Nita Wong ’21

Nearly 85 years after the end of Prohibition, alcohol remains a controversial topic. While the excessive consumption of alcohol may disrupt communication pathways within the brain and damage the heart, liver, and pancreas, consumption in moderation can protect the heart from coronary disease. While the biochemical basis of the latter correlation has long remained a mystery, a recent study conducted by researchers at the University of São Paulo’s Biomedical Institute (ICB-USP) in Brazil has opened doors in understanding the rationale behind the cardiovascular benefits of moderate alcohol intake.

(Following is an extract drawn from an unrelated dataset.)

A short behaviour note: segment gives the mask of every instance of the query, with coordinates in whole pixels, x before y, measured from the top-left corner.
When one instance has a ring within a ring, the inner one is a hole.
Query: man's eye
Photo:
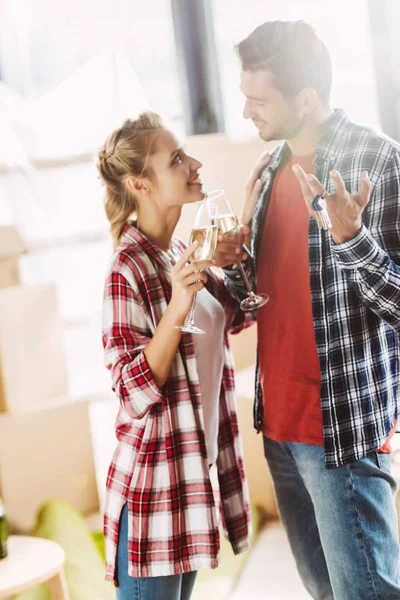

Under the leadership of Dr. Cintia Bagne Ueta of the Department of Anatomy at ICB-USP and in partnership with members of the Department of Chemical and Systems Biology at Stanford University, researchers structured their model system using ex vivo mouse hearts kept alive by an artificial system. These mice were divided into five groups. One group acted as the control and received neither treatment nor intervention. The second group was subjected to ischemia and reperfusion – a period of lack of oxygen followed by a flood of nutrients and oxygen that conventionally results in the loss of 50 percent of heart cells. Hearts in the third group were also subjected to ischemia and reperfusion; however, prior to this treatment, they were exposed to 50 μM ethanol – the dosage of which was correlated to the corresponding mouse’s mass – for 10 minutes. Hearts in the fourth group were both treated with alcohol and exposed to a drug that inhibits the activity of ALDH2 – a mitochondrial enzyme the researchers had hypothesized to play a crucial role on the cardioprotective effects of alcohol – prior to undergoing ischemia and reperfusion. Hearts in the fifth group, which originated from mice with a mutation that reduces ALDH2’s activity by 20 percent, also received the alcohol treatment before undergoing ischemia and reperfusion.
The scientists uncovered several trends of potential significance. Firstly, they discovered that the hearts in group three had lost 30 percent less cells than and doubled the ALDH2 activity as those in group two. Secondly, they found that when ALDH2 activity was inhibited (i.e. groups four and five), cell death increased to 80 percent and 70 percent, respectively. The researchers concluded that ALDH2 not only contributes to the body’s elimination of the toxic byproducts of alcohol breakdown, but also plays a role in the body’s cardioprotective mechanism that protects heart cells against stress.
References
- C. Ueta, et. al., Cardioprotection induced by a brief exposure to acetaldehyde: role of aldehyde dehydrogenase 2. Cardiovascular Research 114, 1006-1015 (2018). doi: 10.1093/cvr/cvy070.